Just out of interest, when you say the maximum tax rate is 50-60% is that on a top portion of income? That is to say the first US$ 15,000 would be untaxed, the next $10,000 taxed at 30% and so on?
:)
Yes, that is correct. I don't know the exact rates but they are in the right direction
Regards, Crush
Ciao!
Hi there,
:)
>Umm...okay, Europe doesn't have concentration camps but are citizens of most European countries allowed to:
>* buy beef from the US?
No, because cows from the US are treated with hormones that are outlawed here, since they have been proven to be harmful to people's health. I don't think thats a bad thing.
>* soon, buy genetically modified food?
You can allready buy genetically modified food here. However, there have been demands to have gentically modified food to be mandatorily labelled as such, so people who have moral objections to it can have the choice in using it.
>* go to whatever doctor they please?
Yes, i can do that. Any doctor, any hospital, alternative medicine etc.
>* keep a majority of what they earn?
Yes, tax rates are divided by wealth. If you're not extremely rich you keep the majority of what you earn. The maximum tax rate is something between 50 and 60% at the moment and will be brought down with the new tax plans to be issued in 2001 or so.
>* own a gun?
Nope. I don't need to since there is virtually nobody else with a gun. Professional criminals
have them ofcourse, but it's not them i'm afraid about. It's the agressive drunk next-door neighbour from across the street that would worry me, and luckily he's not able to get a gun in this country.
>* ride on a non-car transportation system (i.e. train, bus) that isn't owned or regulated to practical ownership by the gov't?
Yes, i can do that. Trains and busses have been privatized long ago. There is some regulation to make sure the companies don't abuse their strong positions they inherited from being a former state monopoly, but thats pretty much it.
>* many other things...
I can do those also i guess.
>* take a medicine whether or not the gov't health agency says they can?
Now hold on here. I wouldn't want to take a medicine that hasn't been approved by the government's health agency. Much too dangerous. So i don't see that as a bad thing. Medicines here are deviced in two cathegories, home-treatment and "real" medicines. The latter cathegory can only be aquired using a prescription from the doctor. This is done to counter medicine abuse and addiction.
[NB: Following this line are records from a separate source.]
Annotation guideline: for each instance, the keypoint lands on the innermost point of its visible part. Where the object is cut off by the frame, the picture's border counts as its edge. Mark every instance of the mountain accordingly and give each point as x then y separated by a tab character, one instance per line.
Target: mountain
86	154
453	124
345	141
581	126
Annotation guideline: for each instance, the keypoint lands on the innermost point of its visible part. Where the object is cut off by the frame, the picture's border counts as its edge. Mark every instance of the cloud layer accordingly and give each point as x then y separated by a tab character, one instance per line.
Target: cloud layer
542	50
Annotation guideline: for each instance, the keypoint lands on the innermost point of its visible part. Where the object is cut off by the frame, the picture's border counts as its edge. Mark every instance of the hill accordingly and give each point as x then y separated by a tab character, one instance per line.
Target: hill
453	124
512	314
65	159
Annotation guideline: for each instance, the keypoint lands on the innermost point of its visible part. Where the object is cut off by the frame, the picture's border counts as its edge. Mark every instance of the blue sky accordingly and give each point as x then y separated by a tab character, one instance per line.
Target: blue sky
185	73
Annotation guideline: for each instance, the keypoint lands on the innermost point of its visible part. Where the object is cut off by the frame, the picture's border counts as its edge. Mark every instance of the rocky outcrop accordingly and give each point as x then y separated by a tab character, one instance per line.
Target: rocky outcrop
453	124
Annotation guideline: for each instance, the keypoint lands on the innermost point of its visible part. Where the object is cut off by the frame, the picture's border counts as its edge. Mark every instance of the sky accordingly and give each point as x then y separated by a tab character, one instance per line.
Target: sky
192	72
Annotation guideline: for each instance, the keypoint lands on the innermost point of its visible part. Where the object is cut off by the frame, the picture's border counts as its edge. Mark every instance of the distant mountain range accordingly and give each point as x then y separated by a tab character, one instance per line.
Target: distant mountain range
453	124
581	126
I live in the Netherlands btw. The government here is a coalition between a socialist party and two liberal parties. Sure we have to pay more taxes, but in return we get a health system that offers the same level high-quality medical care for every citizen, regardless of wealth, a decent educational system with very good universities. To be admitted to a university you need brains, not money. Everybody has equal opportunity in getting a university degree here. To me that's more freedom, not less. That said, you can't really compare these two societies. The Netherlands has 16 million inhabitants and a tradition that goes back 1500 years. The Netherlands has been a republic since +/- 1590, ruled mostly by a council of provincial regents, being strongly in favour of a highly liberal capitalistic market. Eastern Germany and France for example have been much more rural in their economy, so they are bound to be more socialist in the traditional sense of the word. The history of these countries is VERY different, and their social and economical structure as a result is still very different, so it is dangerous to speak about "the European countries". There's a huge difference between eg. The Netherlands on one side and France, or even Belgium, on the other.